We have done the figures including rental, expenditure, usc, landlord/letting reg charges and insurance etc and still come out with a yield of 5% after everything....this is based on the lowest rent i could possible allow and 11 months rental per annum. (used the tables on the previous threads)
Compared to the bank where we currently lose money on deposit...
I know this is a very similar argument to other peoples scenarios posted but I hope with the twist of the long term plan of 8 years time everything being liquidated will encourage some interesting responses from someone some more experienced than ourselves!

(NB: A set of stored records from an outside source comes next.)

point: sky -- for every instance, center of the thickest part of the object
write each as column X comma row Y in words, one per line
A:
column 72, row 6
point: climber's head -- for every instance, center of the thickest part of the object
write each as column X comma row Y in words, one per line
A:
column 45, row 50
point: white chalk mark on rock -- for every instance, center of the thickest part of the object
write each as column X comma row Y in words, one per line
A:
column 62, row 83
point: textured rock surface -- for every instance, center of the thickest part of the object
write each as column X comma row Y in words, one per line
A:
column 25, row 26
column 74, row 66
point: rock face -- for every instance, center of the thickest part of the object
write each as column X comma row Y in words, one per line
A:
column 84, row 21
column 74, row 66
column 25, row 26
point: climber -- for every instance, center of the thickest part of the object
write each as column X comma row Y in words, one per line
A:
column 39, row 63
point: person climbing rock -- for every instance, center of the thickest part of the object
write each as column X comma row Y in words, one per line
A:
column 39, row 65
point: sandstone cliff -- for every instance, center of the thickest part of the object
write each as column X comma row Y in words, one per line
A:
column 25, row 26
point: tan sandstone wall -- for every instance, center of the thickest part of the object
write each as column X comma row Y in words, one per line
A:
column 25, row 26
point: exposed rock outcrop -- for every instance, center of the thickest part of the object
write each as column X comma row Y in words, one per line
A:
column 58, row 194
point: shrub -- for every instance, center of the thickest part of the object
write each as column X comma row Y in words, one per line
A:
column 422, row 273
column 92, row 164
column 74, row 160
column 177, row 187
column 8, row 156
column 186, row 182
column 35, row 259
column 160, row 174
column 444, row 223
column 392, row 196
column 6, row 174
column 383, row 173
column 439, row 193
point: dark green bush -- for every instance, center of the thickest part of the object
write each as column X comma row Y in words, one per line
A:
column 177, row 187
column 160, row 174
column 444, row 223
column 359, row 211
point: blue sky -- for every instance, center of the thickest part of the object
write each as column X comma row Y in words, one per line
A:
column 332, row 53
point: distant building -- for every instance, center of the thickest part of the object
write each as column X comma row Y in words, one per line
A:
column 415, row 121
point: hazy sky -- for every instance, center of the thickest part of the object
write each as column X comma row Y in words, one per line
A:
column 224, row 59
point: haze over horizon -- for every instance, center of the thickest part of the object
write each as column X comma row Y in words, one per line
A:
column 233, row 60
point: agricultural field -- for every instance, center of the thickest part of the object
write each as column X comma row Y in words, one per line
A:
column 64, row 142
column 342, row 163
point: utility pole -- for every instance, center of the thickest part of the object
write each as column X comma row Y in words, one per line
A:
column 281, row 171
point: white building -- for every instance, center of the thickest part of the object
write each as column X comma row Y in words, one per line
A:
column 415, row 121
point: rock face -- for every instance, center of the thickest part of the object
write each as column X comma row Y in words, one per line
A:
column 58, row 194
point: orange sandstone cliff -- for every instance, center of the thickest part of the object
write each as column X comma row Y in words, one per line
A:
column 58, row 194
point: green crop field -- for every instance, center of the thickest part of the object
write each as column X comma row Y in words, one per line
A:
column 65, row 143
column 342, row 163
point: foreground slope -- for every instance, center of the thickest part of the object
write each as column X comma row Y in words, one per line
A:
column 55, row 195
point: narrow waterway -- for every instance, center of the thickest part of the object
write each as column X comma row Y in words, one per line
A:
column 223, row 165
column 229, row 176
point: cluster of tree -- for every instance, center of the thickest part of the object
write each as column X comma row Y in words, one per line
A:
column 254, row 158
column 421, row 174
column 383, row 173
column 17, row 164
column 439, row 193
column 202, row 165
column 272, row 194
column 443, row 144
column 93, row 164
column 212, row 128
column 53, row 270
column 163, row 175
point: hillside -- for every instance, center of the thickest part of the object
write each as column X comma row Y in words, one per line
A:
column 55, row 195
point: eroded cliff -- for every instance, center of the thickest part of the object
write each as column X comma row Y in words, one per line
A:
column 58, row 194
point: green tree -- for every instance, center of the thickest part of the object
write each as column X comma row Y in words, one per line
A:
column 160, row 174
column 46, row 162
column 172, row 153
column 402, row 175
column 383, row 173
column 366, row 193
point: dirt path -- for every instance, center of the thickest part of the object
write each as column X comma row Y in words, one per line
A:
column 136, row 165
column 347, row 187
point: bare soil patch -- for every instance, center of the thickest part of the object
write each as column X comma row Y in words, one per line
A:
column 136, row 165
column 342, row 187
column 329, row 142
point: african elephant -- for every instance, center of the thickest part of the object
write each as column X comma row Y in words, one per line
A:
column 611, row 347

Thank you and i look forward to hearing your responses
Tonster01
I have read through the many posts on why you should not buy residential properties through a profitable limited company:
However I ask you to consider the following scenario and offer your words of experience and advice:
we have a profitable limited company running for the last couple of years and are thankfully in a position to have a healthy cash balance at the year end
We have just went sale agreed on a group of 4 properties (residential buy to let) at a significant market discount due to the fact sellers needed quick sales coupled with another being a bank ridding one of them of its books.
The cost of the 4 properties has totalled €149,999
We are mortage free on our own home at this time thankfully.
However we have been turned down for a mortage despite a strong savings record and offer to put a hold on our accounts up / freeze the amount we will borrow until the mortage is paid off.
The company is less than 3 years old was the reason for this- whilst the bank were really apologetic and understand we have enough to buy them, the reason for us doing so was to offset mortage relief.
Anyway- the only really different point here I will add is:
As I am 32 and my partner is 28, we have sought professional advice and have been advised to form a holding company and buy the properties through the company and then move them into the holding company immediately.
As most of our business is done overseas, it is very feasible for us to be out of the country for 6+ months at a time- we had chosen to locate to Ireland as a lower cost of set up for us etc
As a non resident for 3 years, we are legally able to avoid CGT on the disposal of the properties / or the company being liquidated and we would expect to do this when I am 40 or thereabouts.
There is also the CGT exemption we could take advantage of now from buying up until end of 2014.
We have done the figures including rental, expenditure, usc, landlord/letting reg charges and insurance etc and still come out with a yield of 5% after everything....this is based on the lowest rent i could possible allow and 11 months rental per annum. (used the tables on the previous threads)
Compared to the bank where we currently lose money on deposit...
I know this is a very similar argument to other peoples scenarios posted but I hope with the twist of the long term plan of 8 years time everything being liquidated will encourage some interesting responses from someone some more experienced than ourselves!